Mr. Conner, professionals, and everyone else, feel free to answer. (But if you get it right and I see your response within a short amount of time, be aware I may hide your answer just to keep the discussion going a while longer.)


----------



## ruinexplorer (Sep 19, 2016)

Could it have something to do with formal wear?


----------



## Van (Sep 19, 2016)

I'm gonna say, "Bippy"!


----------



## BillConnerFASTC (Sep 19, 2016)

I thought it would be "tormentor" bu the wiki here does not have a fraction of the definitions that I've heard the term applied to. Dutchman was going to be my second as it too has been used for much more than wiki suggests.


----------



## JohnD (Sep 19, 2016)

Van said:


> I'm gonna say, "Bippy"!


I had to look that up in my "Funk and Wagnalls"


----------



## derekleffew (Sep 19, 2016)

ruinexplorer said:


> Could it have something to do with formal wear?

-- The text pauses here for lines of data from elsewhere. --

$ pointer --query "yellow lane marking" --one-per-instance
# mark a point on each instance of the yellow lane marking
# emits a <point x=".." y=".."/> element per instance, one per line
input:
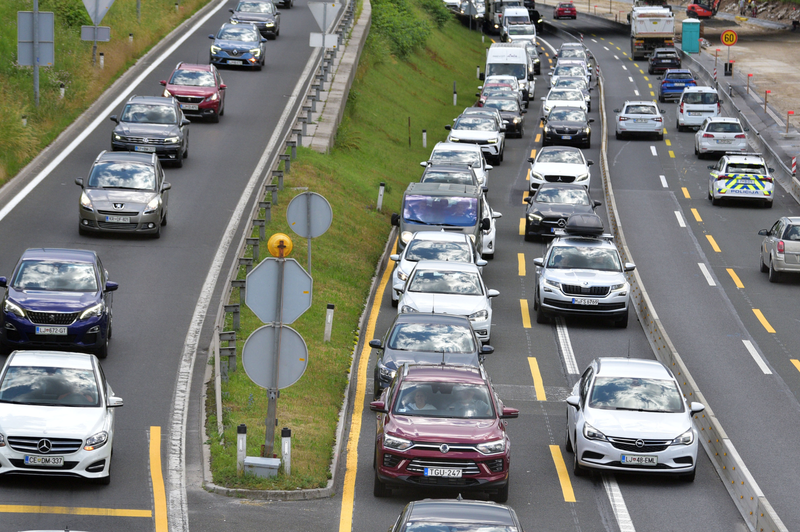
<point x="763" y="320"/>
<point x="66" y="510"/>
<point x="526" y="315"/>
<point x="157" y="479"/>
<point x="538" y="383"/>
<point x="563" y="476"/>
<point x="735" y="278"/>
<point x="349" y="488"/>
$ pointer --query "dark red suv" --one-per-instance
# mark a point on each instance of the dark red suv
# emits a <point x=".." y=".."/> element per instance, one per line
<point x="442" y="427"/>
<point x="199" y="90"/>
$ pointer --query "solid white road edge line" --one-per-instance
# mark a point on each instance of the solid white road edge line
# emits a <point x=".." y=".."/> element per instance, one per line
<point x="177" y="508"/>
<point x="103" y="116"/>
<point x="753" y="353"/>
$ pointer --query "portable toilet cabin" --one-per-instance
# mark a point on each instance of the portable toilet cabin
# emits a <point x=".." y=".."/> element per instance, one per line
<point x="690" y="36"/>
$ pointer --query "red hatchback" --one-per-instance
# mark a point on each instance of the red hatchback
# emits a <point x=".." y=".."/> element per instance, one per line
<point x="565" y="10"/>
<point x="441" y="427"/>
<point x="199" y="90"/>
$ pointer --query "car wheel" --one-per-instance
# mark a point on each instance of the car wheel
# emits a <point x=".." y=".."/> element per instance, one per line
<point x="773" y="274"/>
<point x="379" y="489"/>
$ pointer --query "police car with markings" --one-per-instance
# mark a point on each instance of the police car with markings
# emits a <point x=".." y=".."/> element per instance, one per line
<point x="744" y="176"/>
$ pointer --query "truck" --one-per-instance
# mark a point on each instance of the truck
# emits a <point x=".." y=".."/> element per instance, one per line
<point x="651" y="28"/>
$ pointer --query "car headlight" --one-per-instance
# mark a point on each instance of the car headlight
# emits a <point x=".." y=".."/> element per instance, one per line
<point x="398" y="444"/>
<point x="687" y="438"/>
<point x="86" y="203"/>
<point x="153" y="205"/>
<point x="96" y="441"/>
<point x="591" y="433"/>
<point x="492" y="447"/>
<point x="93" y="311"/>
<point x="13" y="308"/>
<point x="479" y="316"/>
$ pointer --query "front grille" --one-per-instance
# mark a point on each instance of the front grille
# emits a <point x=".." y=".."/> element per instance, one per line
<point x="58" y="318"/>
<point x="559" y="178"/>
<point x="629" y="444"/>
<point x="467" y="467"/>
<point x="28" y="444"/>
<point x="577" y="290"/>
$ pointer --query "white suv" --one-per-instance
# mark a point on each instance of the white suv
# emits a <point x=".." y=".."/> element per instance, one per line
<point x="695" y="105"/>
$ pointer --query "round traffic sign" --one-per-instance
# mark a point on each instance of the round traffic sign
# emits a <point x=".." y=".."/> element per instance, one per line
<point x="729" y="37"/>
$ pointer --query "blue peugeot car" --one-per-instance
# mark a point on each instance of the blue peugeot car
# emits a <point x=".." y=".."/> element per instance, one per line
<point x="57" y="299"/>
<point x="238" y="45"/>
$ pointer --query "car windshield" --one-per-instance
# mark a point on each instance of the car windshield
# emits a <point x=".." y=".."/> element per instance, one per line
<point x="431" y="338"/>
<point x="55" y="276"/>
<point x="566" y="115"/>
<point x="192" y="78"/>
<point x="502" y="104"/>
<point x="442" y="156"/>
<point x="240" y="33"/>
<point x="584" y="258"/>
<point x="444" y="282"/>
<point x="506" y="69"/>
<point x="570" y="196"/>
<point x="724" y="127"/>
<point x="440" y="210"/>
<point x="629" y="393"/>
<point x="50" y="386"/>
<point x="122" y="175"/>
<point x="475" y="123"/>
<point x="570" y="95"/>
<point x="149" y="114"/>
<point x="560" y="156"/>
<point x="640" y="110"/>
<point x="450" y="176"/>
<point x="254" y="7"/>
<point x="440" y="399"/>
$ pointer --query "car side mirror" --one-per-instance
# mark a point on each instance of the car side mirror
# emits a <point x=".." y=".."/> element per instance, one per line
<point x="378" y="406"/>
<point x="509" y="413"/>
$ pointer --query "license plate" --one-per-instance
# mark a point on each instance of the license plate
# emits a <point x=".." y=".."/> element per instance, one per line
<point x="633" y="459"/>
<point x="442" y="472"/>
<point x="58" y="331"/>
<point x="51" y="461"/>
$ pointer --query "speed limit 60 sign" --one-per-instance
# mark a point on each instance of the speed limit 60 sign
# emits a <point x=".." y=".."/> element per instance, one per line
<point x="729" y="37"/>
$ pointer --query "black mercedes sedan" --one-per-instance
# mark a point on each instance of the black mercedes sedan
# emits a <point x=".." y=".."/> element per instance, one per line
<point x="511" y="112"/>
<point x="567" y="126"/>
<point x="552" y="206"/>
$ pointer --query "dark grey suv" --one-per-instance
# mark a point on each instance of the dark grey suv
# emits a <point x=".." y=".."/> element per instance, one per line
<point x="152" y="124"/>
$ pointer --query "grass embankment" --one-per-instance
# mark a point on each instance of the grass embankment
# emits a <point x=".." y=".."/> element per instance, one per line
<point x="72" y="67"/>
<point x="396" y="79"/>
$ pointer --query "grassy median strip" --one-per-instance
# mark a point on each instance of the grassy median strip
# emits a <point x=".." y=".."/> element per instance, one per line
<point x="83" y="83"/>
<point x="372" y="147"/>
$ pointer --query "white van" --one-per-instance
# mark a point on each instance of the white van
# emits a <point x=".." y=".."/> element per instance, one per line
<point x="507" y="59"/>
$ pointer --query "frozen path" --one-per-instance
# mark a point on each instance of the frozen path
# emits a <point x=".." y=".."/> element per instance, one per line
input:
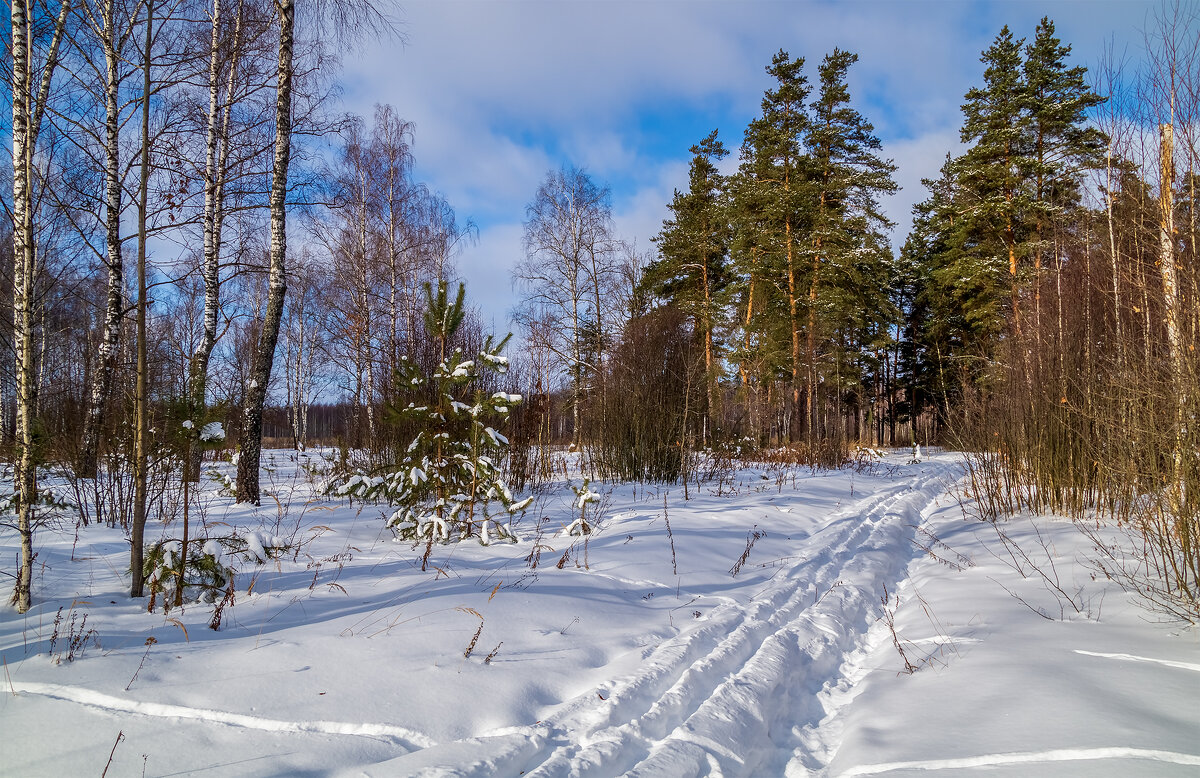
<point x="737" y="694"/>
<point x="733" y="633"/>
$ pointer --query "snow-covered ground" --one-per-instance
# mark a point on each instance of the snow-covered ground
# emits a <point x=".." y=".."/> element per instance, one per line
<point x="760" y="628"/>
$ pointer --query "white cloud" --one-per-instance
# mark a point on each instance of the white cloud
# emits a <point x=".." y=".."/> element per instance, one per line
<point x="503" y="91"/>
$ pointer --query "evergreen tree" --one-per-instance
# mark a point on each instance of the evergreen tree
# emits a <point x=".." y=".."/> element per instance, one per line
<point x="850" y="261"/>
<point x="774" y="214"/>
<point x="693" y="268"/>
<point x="993" y="171"/>
<point x="1061" y="144"/>
<point x="448" y="482"/>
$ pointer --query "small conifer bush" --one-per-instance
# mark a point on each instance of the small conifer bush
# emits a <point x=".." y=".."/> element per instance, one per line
<point x="448" y="484"/>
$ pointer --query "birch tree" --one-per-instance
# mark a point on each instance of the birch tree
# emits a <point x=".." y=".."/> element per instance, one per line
<point x="251" y="442"/>
<point x="29" y="102"/>
<point x="568" y="232"/>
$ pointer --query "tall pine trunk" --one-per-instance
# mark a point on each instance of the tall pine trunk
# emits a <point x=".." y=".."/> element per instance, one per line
<point x="264" y="354"/>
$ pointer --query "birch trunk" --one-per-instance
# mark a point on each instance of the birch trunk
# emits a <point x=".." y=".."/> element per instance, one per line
<point x="215" y="166"/>
<point x="264" y="354"/>
<point x="114" y="303"/>
<point x="142" y="431"/>
<point x="1179" y="390"/>
<point x="27" y="117"/>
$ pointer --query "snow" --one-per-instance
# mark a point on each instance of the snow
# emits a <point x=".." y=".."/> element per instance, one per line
<point x="769" y="652"/>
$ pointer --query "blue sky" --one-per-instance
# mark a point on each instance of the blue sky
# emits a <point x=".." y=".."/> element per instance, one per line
<point x="502" y="91"/>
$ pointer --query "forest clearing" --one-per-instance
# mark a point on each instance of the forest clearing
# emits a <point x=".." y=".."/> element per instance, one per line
<point x="779" y="621"/>
<point x="808" y="389"/>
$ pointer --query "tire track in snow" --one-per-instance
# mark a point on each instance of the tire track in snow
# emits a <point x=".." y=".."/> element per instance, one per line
<point x="709" y="700"/>
<point x="406" y="737"/>
<point x="1027" y="758"/>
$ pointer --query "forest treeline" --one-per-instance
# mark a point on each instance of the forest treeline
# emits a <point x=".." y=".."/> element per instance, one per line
<point x="197" y="237"/>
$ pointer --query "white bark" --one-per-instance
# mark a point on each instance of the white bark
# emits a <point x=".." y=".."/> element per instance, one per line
<point x="264" y="353"/>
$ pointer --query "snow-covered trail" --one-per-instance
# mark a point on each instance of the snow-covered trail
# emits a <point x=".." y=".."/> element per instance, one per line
<point x="738" y="693"/>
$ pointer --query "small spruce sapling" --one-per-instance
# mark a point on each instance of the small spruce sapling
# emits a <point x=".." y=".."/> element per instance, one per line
<point x="448" y="484"/>
<point x="583" y="495"/>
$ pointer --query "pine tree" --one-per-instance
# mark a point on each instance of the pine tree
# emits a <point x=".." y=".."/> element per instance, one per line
<point x="993" y="169"/>
<point x="774" y="214"/>
<point x="1061" y="144"/>
<point x="448" y="483"/>
<point x="693" y="267"/>
<point x="851" y="261"/>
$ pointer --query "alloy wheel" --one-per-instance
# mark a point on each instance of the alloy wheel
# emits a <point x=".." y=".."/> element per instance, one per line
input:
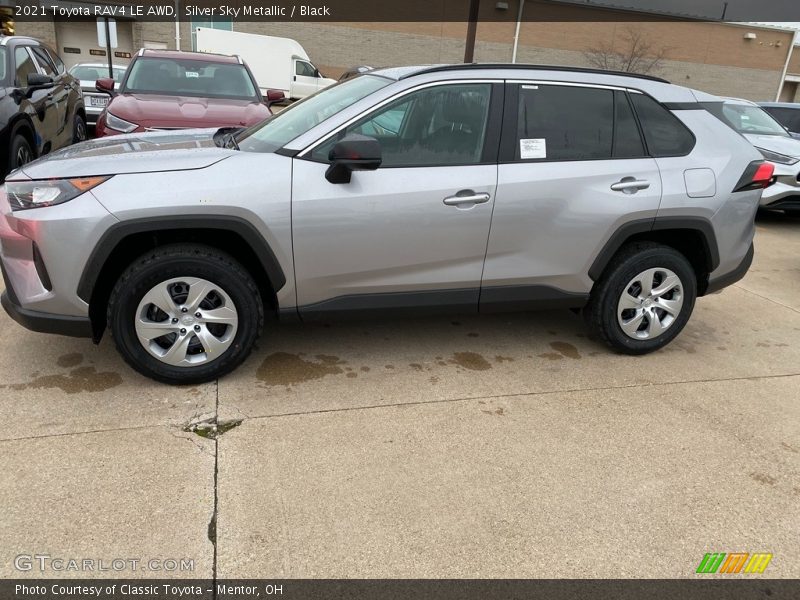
<point x="23" y="156"/>
<point x="650" y="303"/>
<point x="186" y="321"/>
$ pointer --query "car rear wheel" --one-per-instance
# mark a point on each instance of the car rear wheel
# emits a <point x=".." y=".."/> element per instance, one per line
<point x="185" y="314"/>
<point x="643" y="300"/>
<point x="78" y="129"/>
<point x="20" y="152"/>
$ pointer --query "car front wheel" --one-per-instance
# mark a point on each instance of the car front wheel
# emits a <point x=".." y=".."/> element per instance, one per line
<point x="78" y="129"/>
<point x="185" y="314"/>
<point x="643" y="300"/>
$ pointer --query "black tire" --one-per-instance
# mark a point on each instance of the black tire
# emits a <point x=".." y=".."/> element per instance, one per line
<point x="177" y="261"/>
<point x="78" y="129"/>
<point x="601" y="311"/>
<point x="20" y="152"/>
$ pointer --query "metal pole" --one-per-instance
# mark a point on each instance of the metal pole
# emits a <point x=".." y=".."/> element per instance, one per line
<point x="786" y="66"/>
<point x="472" y="29"/>
<point x="516" y="31"/>
<point x="108" y="48"/>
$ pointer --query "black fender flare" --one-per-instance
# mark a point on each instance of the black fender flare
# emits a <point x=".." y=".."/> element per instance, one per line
<point x="626" y="230"/>
<point x="118" y="232"/>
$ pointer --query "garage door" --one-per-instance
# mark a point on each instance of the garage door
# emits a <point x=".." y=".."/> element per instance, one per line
<point x="77" y="42"/>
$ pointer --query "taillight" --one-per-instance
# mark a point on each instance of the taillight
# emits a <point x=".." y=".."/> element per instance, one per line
<point x="758" y="175"/>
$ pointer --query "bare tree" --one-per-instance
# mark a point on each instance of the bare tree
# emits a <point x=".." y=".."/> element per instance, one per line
<point x="635" y="54"/>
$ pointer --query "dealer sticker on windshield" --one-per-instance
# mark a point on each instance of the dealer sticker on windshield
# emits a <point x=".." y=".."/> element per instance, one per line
<point x="533" y="148"/>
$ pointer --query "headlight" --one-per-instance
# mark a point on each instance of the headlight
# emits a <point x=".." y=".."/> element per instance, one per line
<point x="118" y="124"/>
<point x="781" y="159"/>
<point x="37" y="194"/>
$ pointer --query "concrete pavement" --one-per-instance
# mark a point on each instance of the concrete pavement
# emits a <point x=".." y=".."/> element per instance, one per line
<point x="500" y="446"/>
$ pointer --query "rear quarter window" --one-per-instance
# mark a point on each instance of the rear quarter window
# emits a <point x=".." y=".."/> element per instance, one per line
<point x="664" y="133"/>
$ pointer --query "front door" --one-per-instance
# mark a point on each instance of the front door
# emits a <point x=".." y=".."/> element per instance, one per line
<point x="414" y="231"/>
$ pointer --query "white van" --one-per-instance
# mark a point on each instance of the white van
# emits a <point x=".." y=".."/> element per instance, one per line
<point x="277" y="63"/>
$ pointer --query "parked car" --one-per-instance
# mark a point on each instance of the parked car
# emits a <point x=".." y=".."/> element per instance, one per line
<point x="41" y="108"/>
<point x="165" y="89"/>
<point x="277" y="63"/>
<point x="505" y="187"/>
<point x="774" y="143"/>
<point x="88" y="74"/>
<point x="354" y="72"/>
<point x="786" y="113"/>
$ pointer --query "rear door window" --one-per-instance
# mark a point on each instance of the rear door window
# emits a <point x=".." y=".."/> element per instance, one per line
<point x="664" y="133"/>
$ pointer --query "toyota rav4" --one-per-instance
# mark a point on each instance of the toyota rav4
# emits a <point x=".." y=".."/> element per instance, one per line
<point x="452" y="188"/>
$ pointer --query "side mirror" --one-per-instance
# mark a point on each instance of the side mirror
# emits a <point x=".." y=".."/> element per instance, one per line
<point x="274" y="96"/>
<point x="37" y="81"/>
<point x="353" y="152"/>
<point x="105" y="85"/>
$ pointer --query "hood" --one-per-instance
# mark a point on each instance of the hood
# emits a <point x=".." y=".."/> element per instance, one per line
<point x="132" y="153"/>
<point x="153" y="110"/>
<point x="89" y="86"/>
<point x="776" y="143"/>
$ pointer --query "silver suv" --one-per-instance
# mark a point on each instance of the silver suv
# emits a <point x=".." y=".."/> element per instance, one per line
<point x="469" y="188"/>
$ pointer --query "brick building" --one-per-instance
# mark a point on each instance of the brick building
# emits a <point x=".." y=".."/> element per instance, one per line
<point x="721" y="58"/>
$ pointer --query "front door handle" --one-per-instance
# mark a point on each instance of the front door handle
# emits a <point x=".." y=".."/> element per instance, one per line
<point x="630" y="185"/>
<point x="466" y="197"/>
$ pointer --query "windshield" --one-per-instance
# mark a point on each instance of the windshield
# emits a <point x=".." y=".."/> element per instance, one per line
<point x="92" y="73"/>
<point x="746" y="118"/>
<point x="306" y="114"/>
<point x="199" y="78"/>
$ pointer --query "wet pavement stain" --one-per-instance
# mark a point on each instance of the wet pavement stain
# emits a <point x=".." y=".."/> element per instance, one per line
<point x="566" y="349"/>
<point x="73" y="359"/>
<point x="82" y="379"/>
<point x="471" y="360"/>
<point x="282" y="368"/>
<point x="765" y="479"/>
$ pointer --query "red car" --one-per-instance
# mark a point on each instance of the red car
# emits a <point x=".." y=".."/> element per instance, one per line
<point x="165" y="89"/>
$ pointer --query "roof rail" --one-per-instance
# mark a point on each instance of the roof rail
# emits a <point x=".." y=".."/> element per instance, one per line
<point x="522" y="66"/>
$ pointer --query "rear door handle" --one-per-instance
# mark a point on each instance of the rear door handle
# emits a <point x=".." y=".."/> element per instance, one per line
<point x="630" y="185"/>
<point x="466" y="197"/>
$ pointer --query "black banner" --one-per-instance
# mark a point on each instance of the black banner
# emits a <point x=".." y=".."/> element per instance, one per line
<point x="407" y="10"/>
<point x="713" y="587"/>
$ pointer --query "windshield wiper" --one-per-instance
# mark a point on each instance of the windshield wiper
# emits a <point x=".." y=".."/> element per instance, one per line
<point x="225" y="137"/>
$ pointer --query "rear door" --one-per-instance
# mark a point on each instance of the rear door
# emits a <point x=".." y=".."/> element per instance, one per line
<point x="412" y="233"/>
<point x="573" y="168"/>
<point x="59" y="96"/>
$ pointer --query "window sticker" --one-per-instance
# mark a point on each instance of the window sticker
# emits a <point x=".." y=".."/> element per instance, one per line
<point x="533" y="148"/>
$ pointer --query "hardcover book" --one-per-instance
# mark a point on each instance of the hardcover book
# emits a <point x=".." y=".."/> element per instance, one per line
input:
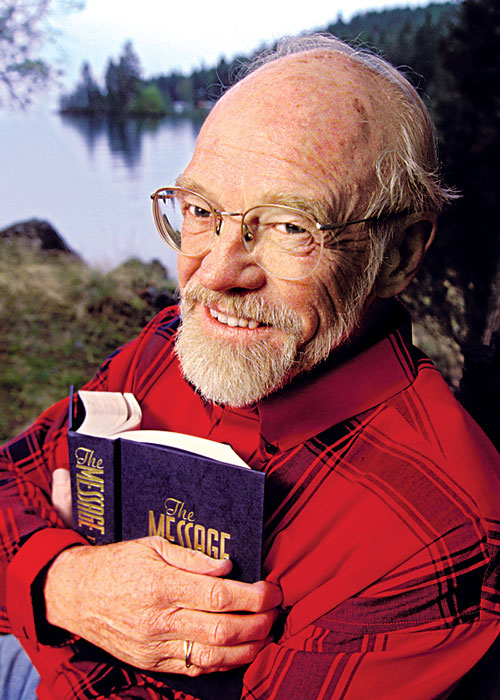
<point x="128" y="483"/>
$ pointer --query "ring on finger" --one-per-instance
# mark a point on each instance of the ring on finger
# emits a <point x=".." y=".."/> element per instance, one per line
<point x="188" y="647"/>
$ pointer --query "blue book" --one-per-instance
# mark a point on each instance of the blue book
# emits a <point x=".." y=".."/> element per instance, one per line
<point x="132" y="483"/>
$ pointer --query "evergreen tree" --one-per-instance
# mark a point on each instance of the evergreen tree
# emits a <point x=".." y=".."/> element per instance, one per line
<point x="469" y="118"/>
<point x="123" y="79"/>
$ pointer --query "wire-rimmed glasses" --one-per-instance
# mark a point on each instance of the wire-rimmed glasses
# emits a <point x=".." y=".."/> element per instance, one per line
<point x="284" y="241"/>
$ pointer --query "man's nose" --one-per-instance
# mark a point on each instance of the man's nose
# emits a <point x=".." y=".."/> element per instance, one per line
<point x="228" y="265"/>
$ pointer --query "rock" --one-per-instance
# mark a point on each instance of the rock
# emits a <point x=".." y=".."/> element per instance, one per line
<point x="40" y="235"/>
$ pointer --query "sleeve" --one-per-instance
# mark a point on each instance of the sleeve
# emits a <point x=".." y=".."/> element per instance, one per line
<point x="414" y="666"/>
<point x="31" y="532"/>
<point x="389" y="572"/>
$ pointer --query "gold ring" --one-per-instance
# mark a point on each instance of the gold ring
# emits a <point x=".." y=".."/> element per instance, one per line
<point x="188" y="647"/>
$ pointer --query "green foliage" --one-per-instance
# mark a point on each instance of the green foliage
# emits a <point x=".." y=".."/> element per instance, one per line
<point x="24" y="28"/>
<point x="59" y="319"/>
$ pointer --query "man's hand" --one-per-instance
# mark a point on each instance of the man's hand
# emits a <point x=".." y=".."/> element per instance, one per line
<point x="140" y="600"/>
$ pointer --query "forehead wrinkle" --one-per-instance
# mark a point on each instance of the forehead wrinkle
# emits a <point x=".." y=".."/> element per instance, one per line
<point x="320" y="210"/>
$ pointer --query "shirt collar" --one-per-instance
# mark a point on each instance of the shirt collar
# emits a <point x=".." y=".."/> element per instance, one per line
<point x="333" y="393"/>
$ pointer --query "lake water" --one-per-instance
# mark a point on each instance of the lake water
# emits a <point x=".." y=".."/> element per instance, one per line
<point x="92" y="179"/>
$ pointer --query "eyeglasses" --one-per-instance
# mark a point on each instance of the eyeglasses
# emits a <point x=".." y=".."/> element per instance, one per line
<point x="285" y="242"/>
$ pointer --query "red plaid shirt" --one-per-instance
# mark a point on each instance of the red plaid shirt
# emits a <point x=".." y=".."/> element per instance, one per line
<point x="382" y="526"/>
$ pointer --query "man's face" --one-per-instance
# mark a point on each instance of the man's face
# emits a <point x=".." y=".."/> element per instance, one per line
<point x="276" y="136"/>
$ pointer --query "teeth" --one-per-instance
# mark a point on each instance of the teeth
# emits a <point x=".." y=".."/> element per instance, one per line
<point x="234" y="321"/>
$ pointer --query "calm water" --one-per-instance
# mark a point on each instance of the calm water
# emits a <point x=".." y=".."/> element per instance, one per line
<point x="92" y="180"/>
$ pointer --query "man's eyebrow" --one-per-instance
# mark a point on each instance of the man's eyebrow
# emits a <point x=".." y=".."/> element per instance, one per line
<point x="310" y="205"/>
<point x="189" y="184"/>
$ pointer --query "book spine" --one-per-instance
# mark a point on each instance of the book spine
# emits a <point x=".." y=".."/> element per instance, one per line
<point x="92" y="468"/>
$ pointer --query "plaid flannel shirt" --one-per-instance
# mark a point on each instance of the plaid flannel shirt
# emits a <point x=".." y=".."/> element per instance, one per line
<point x="382" y="526"/>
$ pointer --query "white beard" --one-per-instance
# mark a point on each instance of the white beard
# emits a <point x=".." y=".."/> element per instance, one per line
<point x="241" y="374"/>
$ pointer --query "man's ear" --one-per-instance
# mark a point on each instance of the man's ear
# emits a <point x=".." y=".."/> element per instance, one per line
<point x="404" y="254"/>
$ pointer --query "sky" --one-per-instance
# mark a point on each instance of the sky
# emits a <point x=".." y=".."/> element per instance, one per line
<point x="185" y="34"/>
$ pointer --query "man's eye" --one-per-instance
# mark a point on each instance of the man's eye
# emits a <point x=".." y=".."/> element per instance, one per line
<point x="290" y="228"/>
<point x="198" y="212"/>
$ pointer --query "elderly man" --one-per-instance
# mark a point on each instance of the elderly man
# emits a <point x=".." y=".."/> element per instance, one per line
<point x="307" y="207"/>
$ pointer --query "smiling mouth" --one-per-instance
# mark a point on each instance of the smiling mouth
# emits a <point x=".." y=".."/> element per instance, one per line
<point x="235" y="321"/>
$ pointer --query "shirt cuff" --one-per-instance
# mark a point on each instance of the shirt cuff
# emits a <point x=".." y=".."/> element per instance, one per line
<point x="22" y="573"/>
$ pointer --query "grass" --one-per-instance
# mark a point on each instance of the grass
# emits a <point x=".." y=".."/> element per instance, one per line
<point x="58" y="320"/>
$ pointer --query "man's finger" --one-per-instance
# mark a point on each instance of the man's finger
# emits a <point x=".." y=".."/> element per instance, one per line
<point x="218" y="629"/>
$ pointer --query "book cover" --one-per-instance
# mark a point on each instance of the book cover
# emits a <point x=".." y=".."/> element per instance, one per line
<point x="124" y="488"/>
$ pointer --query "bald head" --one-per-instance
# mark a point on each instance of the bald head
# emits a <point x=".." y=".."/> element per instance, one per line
<point x="319" y="112"/>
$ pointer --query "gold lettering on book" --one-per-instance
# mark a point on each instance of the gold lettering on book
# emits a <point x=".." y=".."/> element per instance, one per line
<point x="89" y="480"/>
<point x="177" y="524"/>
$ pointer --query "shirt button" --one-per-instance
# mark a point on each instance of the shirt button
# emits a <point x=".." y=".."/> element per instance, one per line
<point x="270" y="448"/>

I'm not sure how; I don't think so.
-----
A cryptic (punny) hint:




(Only olden people will understand.)


----------



## Evans Poulos (Sep 19, 2016)

Lolol. Would that be 'trim'?

_[This post was previously hidden.]_


----------



## Van (Sep 19, 2016)

Oh, NOW I know!!


----------



## ruinexplorer (Sep 19, 2016)

Yes, I could see that as well. It wasn't quite what I had in mind, though I was thinking something that started with the same letter.


----------



## chausman (Sep 19, 2016)

Well now I know. However one might argue that several of the definitions in the wiki article are all effectively the same thing.


----------



## SteveB (Sep 19, 2016)

West coasting ?


----------



## Evans Poulos (Sep 29, 2016)

Did we forget about this? Sitting on the edge of my seat here!


----------



## ruinexplorer (Sep 29, 2016)

Trim


----------



## Evans Poulos (Sep 29, 2016)

How anti climactic.


----------



## derekleffew (Oct 7, 2016)

Yep, trim. Runners up include line and play.


----------